Both sides attempted to downplay the personal significance of this first meeting.
“I’ve still got a lot of friends over there,” Harvin told Seattle reporters on Friday. “I text them and talk to them a lot. But this is solely about the Seattle Seahawks, me being able to be out there and play again and get ready for this playoff run. It has nothing to do with the Vikings.”
Seattle coach Pete Carroll said the organization investigated Harvin’s issues before deciding to give up its 2013 first-round pick (No. 25 overall, which the Vikings used to select cornerback Xavier Rhodes), a seventh-round pick in ’13 and a third-round pick in 2014.

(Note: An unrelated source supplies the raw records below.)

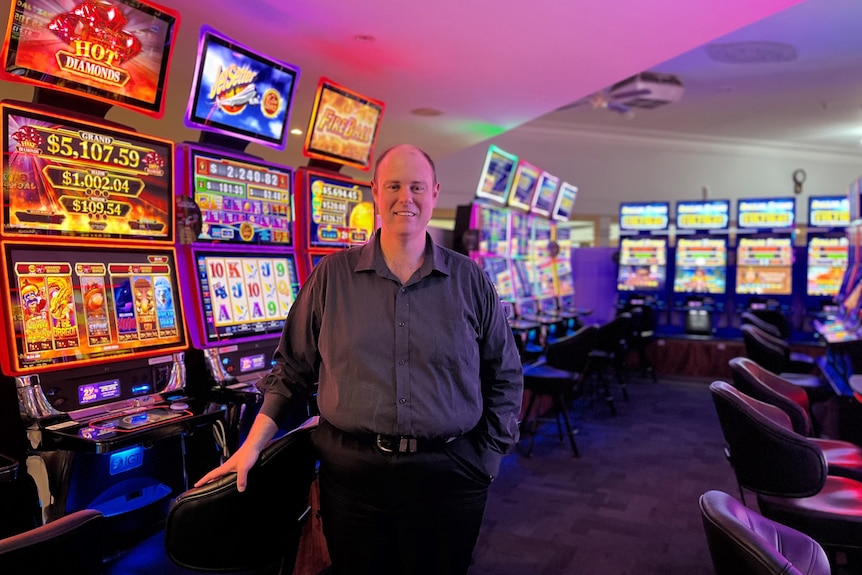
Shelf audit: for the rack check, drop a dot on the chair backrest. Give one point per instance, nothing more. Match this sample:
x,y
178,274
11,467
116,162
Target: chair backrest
x,y
742,541
613,334
769,351
214,527
571,353
767,456
69,544
753,379
754,319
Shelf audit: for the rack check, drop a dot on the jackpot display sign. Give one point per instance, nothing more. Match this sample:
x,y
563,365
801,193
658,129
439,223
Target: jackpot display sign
x,y
241,200
703,216
644,217
73,304
776,213
341,213
114,51
343,126
70,178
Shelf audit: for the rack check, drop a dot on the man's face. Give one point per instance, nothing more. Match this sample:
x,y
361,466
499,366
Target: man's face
x,y
405,192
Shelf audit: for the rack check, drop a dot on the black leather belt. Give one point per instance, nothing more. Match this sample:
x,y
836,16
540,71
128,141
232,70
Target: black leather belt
x,y
406,444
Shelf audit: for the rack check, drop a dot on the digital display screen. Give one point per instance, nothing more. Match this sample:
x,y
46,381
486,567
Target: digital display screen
x,y
500,273
827,262
776,213
244,296
114,51
240,92
524,185
343,127
701,266
523,277
493,225
497,174
68,178
565,202
540,244
642,265
764,266
241,200
72,304
828,212
341,212
644,217
546,194
520,234
707,215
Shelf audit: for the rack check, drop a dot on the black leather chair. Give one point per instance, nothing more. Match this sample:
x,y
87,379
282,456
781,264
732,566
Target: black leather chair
x,y
788,473
556,376
610,354
215,528
774,354
844,458
743,542
70,544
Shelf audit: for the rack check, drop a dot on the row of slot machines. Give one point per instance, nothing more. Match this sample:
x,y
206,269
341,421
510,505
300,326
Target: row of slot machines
x,y
709,271
146,282
527,257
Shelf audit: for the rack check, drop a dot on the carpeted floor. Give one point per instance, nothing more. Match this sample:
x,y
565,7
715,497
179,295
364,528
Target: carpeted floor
x,y
627,506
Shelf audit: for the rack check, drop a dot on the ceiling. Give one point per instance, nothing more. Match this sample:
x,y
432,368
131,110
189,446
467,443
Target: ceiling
x,y
490,66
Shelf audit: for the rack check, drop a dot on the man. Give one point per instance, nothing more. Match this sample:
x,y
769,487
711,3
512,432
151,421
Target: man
x,y
419,392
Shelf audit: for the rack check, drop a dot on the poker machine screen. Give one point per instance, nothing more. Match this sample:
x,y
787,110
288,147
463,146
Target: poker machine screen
x,y
497,174
565,202
240,92
242,200
343,127
64,177
239,296
546,194
764,265
499,270
766,214
69,305
827,262
523,186
493,225
642,264
700,265
113,51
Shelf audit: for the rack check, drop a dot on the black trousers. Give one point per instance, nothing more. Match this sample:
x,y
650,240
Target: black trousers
x,y
398,514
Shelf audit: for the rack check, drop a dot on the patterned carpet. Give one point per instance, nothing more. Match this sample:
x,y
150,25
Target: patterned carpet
x,y
627,506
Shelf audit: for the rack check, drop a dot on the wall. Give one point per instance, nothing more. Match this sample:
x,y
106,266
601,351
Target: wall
x,y
613,166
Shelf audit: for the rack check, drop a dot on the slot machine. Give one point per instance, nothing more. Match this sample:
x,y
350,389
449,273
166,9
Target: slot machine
x,y
765,255
237,243
564,283
482,228
825,254
700,264
643,256
93,320
334,211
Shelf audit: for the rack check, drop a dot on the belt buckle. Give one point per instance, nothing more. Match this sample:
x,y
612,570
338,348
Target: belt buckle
x,y
403,444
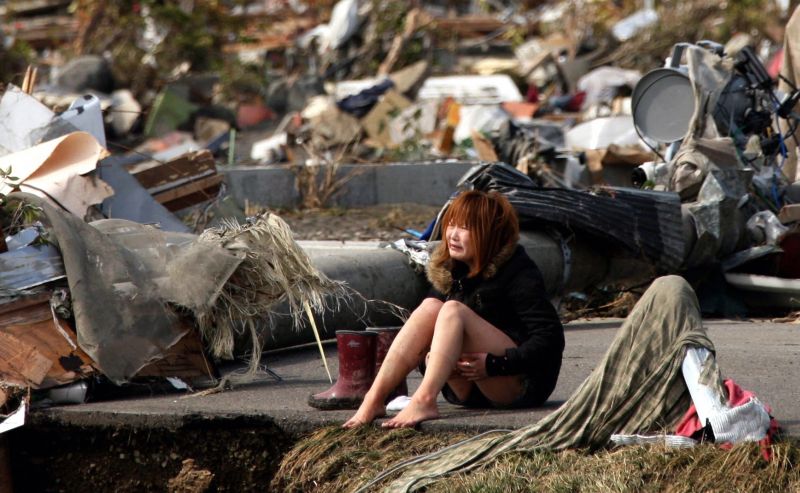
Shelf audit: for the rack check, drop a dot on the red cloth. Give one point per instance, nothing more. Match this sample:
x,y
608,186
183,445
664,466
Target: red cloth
x,y
690,425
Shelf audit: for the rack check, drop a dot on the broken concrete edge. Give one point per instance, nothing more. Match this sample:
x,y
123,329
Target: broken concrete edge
x,y
293,423
429,183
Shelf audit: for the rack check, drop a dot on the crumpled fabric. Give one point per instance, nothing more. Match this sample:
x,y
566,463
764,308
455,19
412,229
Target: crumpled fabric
x,y
637,388
123,276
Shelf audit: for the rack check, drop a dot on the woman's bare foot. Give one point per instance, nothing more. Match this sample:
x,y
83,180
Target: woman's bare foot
x,y
416,412
366,413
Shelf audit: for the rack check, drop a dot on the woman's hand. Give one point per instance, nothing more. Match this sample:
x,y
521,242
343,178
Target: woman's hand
x,y
472,366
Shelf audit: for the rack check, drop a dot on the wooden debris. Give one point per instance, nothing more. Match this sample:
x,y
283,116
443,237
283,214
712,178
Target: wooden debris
x,y
38,349
185,359
185,181
484,147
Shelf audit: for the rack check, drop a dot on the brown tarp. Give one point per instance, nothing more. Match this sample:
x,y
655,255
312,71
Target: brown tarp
x,y
123,278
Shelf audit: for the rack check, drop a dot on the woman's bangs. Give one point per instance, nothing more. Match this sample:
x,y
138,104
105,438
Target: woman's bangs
x,y
463,214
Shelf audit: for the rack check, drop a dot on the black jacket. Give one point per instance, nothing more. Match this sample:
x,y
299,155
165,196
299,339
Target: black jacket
x,y
509,294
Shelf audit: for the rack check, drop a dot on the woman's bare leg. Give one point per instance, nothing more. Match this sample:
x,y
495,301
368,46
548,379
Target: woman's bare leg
x,y
458,329
404,355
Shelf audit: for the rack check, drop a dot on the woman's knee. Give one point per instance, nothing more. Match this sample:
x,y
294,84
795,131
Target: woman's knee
x,y
454,310
430,306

The team also signed Harvin to a reported six-year contract worth $67 million contract ($25.5 million guaranteed).
“We talked about everything in an investigative manner just to try and get his take on what’s happened,” Carroll said. “We inquired wherever we could with the players that knew what was going on [and] former coaches. We did all of our homework in great depth.”
The Seahawks encountered their first speed bump when Harvin showed up at training camp with a hip injury that required surgery. But the delayed start hasn’t hindered the Seahawks (9-1 in his absence) or diminished the organization’s excitement over Harvin’s potential impact.
“He’s extraordinarily competitive,” Carroll said. “We couldn’t ask for an attribute that we champion more here in our program. He fits right in here.”
Will that last? It seems unlikely given Harvin’s track record. But the Vikings certainly know what to expect when Harvin steps on the field.
“He’s always fired up to play,” Frazier said.